Joel Silva/Folhapress
O aposentado Francisco Leite Alves, 80, montou estrutura para reaproveitar água vazada de reservatório em Campinas
Francisco Leite Alves, 80, montou estrutura para reaproveitar água vazada de reservatório em Campinas

Para a Sanasa, o "gato" do aposentado não é ilegal. E ele não paga nada pelo líquido.

Apesar de a empresa considerar o desperdício "mínimo" (0,25% da capacidade da estrutura), o volume perdido poderia abastecer cem casas, ou uma rua inteira, por dia.

"Estudamos colocar a água de novo no reservatório, mas ela não pode ser consumida", diz Marco Antônio dos Santos, diretor-técnico da Sanasa. "Tem de deixar escorrer mesmo", afirma ele, segundo quem o vazamento foi detectado só em janeiro.

Vizinhos do reservatório contam outra versão.

"O vazamento existe desde quando construíram, há mais de 20 anos.
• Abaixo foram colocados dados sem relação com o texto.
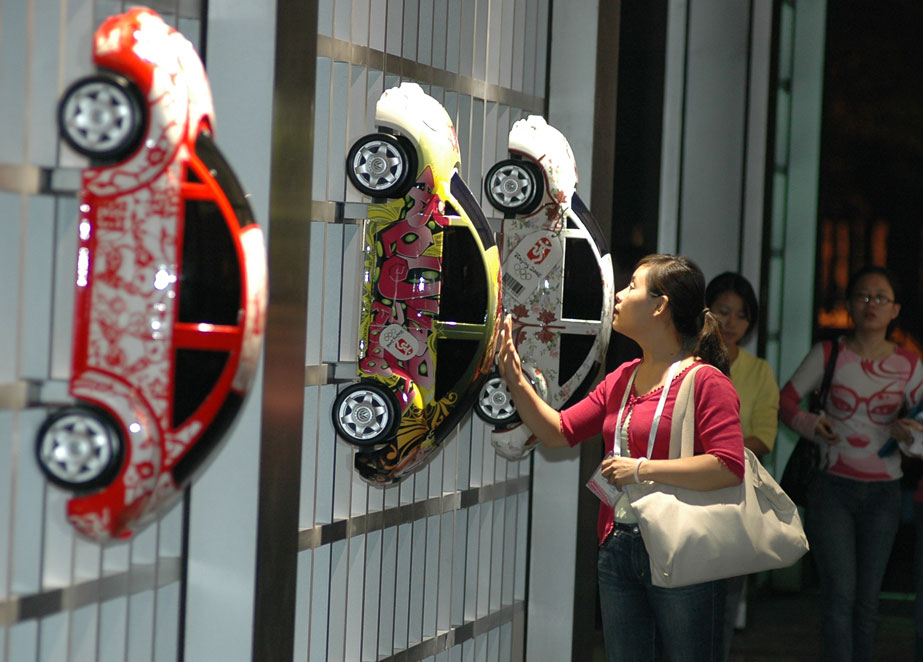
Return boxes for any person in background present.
[705,271,779,660]
[497,255,744,662]
[779,266,923,662]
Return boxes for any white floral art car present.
[484,115,613,460]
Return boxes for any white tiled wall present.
[0,0,549,662]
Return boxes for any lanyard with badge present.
[586,361,680,508]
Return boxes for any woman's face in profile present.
[711,290,750,347]
[612,267,661,338]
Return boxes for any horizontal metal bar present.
[317,35,545,114]
[310,200,369,223]
[0,557,181,626]
[0,163,82,195]
[377,601,525,662]
[298,476,531,552]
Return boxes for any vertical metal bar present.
[253,0,317,661]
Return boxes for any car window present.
[558,333,596,386]
[450,172,496,249]
[570,193,609,255]
[196,133,255,228]
[178,167,241,325]
[561,237,608,323]
[438,225,487,324]
[433,338,480,400]
[172,349,230,430]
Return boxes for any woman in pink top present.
[498,255,744,662]
[779,266,923,662]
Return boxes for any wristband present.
[635,457,647,483]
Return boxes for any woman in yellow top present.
[705,271,779,659]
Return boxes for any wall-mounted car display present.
[36,8,267,541]
[332,83,501,485]
[484,115,613,460]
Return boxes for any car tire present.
[346,133,417,198]
[35,405,125,493]
[333,382,400,448]
[58,71,146,163]
[474,371,519,427]
[484,159,544,215]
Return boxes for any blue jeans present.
[913,503,923,662]
[598,530,725,662]
[805,473,901,662]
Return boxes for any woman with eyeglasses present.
[779,266,923,662]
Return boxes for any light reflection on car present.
[36,8,267,541]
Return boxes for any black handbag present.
[779,340,840,506]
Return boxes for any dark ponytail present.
[635,254,731,375]
[692,308,731,376]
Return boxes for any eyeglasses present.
[852,294,894,306]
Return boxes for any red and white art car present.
[36,8,266,540]
[475,115,613,460]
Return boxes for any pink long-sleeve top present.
[779,338,923,481]
[560,359,744,544]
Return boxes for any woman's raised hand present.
[497,314,522,387]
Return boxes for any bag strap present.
[817,338,840,409]
[669,363,717,459]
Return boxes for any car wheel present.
[346,133,416,198]
[58,71,145,162]
[484,159,543,214]
[35,406,124,492]
[474,372,519,425]
[333,383,400,446]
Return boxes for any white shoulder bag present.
[623,364,808,588]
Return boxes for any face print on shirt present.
[825,354,910,454]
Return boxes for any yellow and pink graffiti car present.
[333,83,501,485]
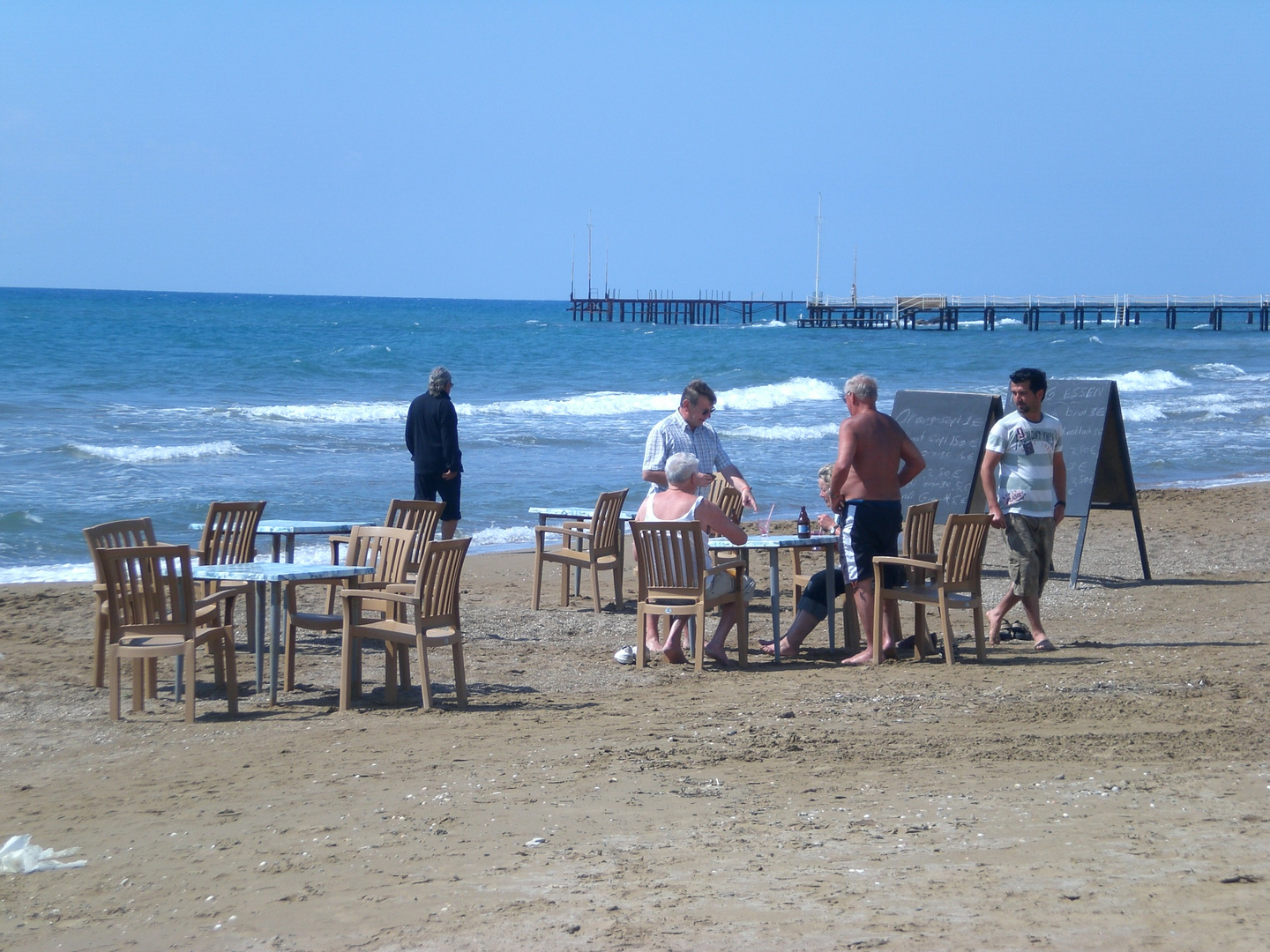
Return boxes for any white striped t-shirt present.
[988,410,1063,519]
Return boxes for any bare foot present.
[705,645,736,667]
[661,640,688,664]
[842,647,872,667]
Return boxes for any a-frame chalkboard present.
[1042,380,1151,588]
[890,390,1002,523]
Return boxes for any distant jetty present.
[569,294,1270,331]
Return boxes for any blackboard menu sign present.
[890,390,1002,523]
[1042,380,1151,586]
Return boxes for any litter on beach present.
[0,834,87,874]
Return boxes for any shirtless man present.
[829,373,926,666]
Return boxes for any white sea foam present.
[240,402,410,423]
[1192,363,1247,380]
[1123,404,1164,423]
[455,377,840,416]
[473,525,534,548]
[1111,370,1192,393]
[70,439,243,464]
[0,562,96,585]
[720,423,838,441]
Sempre foi assim, e é um absurdo", afirma Nádia Marques, 51, vizinha do aposentado. "A engenhoca do seu Francisco pelo menos aproveita um pouco da água que é desperdiçada."

Natural de Itaperuna (RJ), Francisco se mudou aos 20 anos para Assis Chateubriand (PR). A família foi para Campinas em 1982, mas ele resistiu mais 12 anos sozinho no Paraná. "Eu vim na marra. Aí tive de vender o sítio, porque é muito longe daqui", conta.

Na horta de 30 m2 regada com a água do reservatório, ele planta couve, alface, almeirão, rabanete e rúcula. Seu quintal também tem limão, acerola e jabuticaba.

Para consertar o vazamento, a empresa planeja construir outro reservatório com a mesma capacidade. Só assim será possível esvaziar o atual sem prejudicar o abastecimento da cidade. Após o reparo, ambos vão operar ao mesmo tempo.

Segundo o diretor da Sanasa, em duas licitações não houve interessados. "Se ninguém se inscrever de novo vou contratar uma empresa sem licitação", afirma.